Проезжая по городу, я вижу в конце боковой улочки церковь Святого Франциска. Здание ее, приснившееся мне, именно таким и было, а вот кладбище при нем гораздо меньше и проще. Вообще-то я мог бы его и запомнить, однако точность воспроизведения — качество для сна редкое.
— Господи, Алекс, — говорит Дейл, когда я вылезаю из машины возле здания суда. — Ну и вид у тебя.
— Спасибо, Дейл, — отвечаю я. — Искреннее сочувствие — именно то, что мне сейчас требуется.
— Я серьезно. Ты не боишься свалиться, а?
— Просто еще одна плохая ночь. А утром и мигрень навалилась. Доктор Валленс выписал мне кое-что и от того, и от другого.
— Ты уверен, что тебе стоит разговаривать сейчас с Николасом? Если хочешь, мы допросим его насчет медальона завтра.

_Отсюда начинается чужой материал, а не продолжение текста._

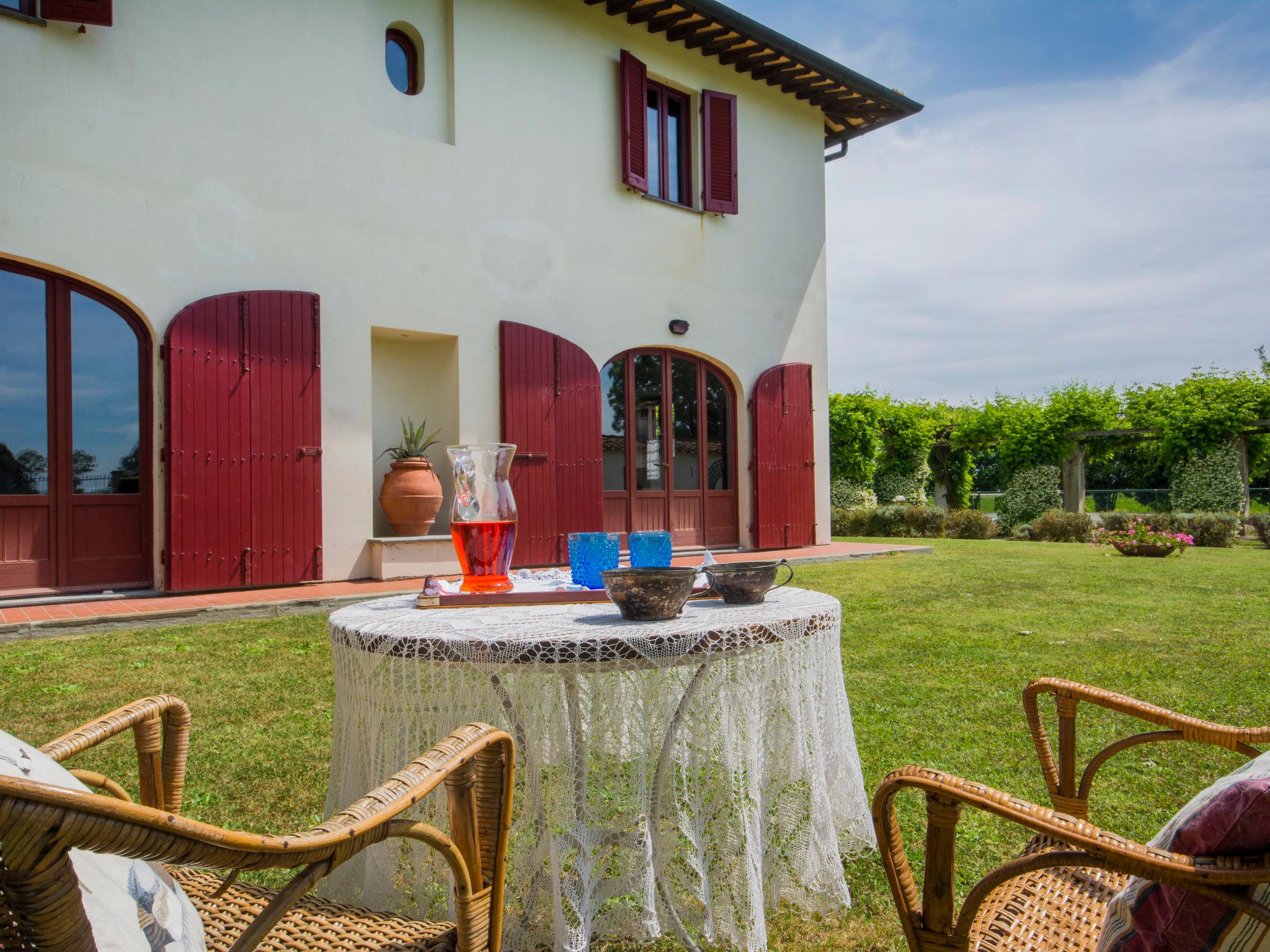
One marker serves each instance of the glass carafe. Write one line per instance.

— Нет. Сигарета, кофе — и я буду в полном порядке. — И я меняю тему, потому что обсуждать мое здоровье мне не хочется. — Я поговорил о медальоне с коллегами Анджелы. Никто не помнит, чтобы она его носила. И женщина с фотографии никому не известна.
— Ладно, может, тут просто совпадение и медальон к нашему делу не относится, — говорит, помрачнев, Дейл.
Я закуриваю сигарету, с наслаждением затягиваюсь и говорю:
— Не думаю. Знаешь, чем мне все это представляется? Одной большой театральной постановкой. Все, что мы смогли узнать о преступлении, нам словно бы подбросили. Черт возьми, у нас и арестованный-то имеется только потому, что он дожидался, когда его возьмут. Мы пытаемся понять, что он сделал, и его следы приводят нас к детскому дому. Кто-то там взламывает дверь, чтобы это выглядело попыткой проникновения, однако внутрь войти труда себе не дает. Кто-то подвешивает на ветку украшение, которое выглядит многообещающей уликой, но о котором нам ничего не удается узнать, и подвешивает именно там, где следы выходят из леса. — Я затягиваюсь еще пару раз и бросаю окурок в сточную канаву. — Мы, как голуби, идем по дорожке из хлебных крошек, а куда она ведет, не знаем.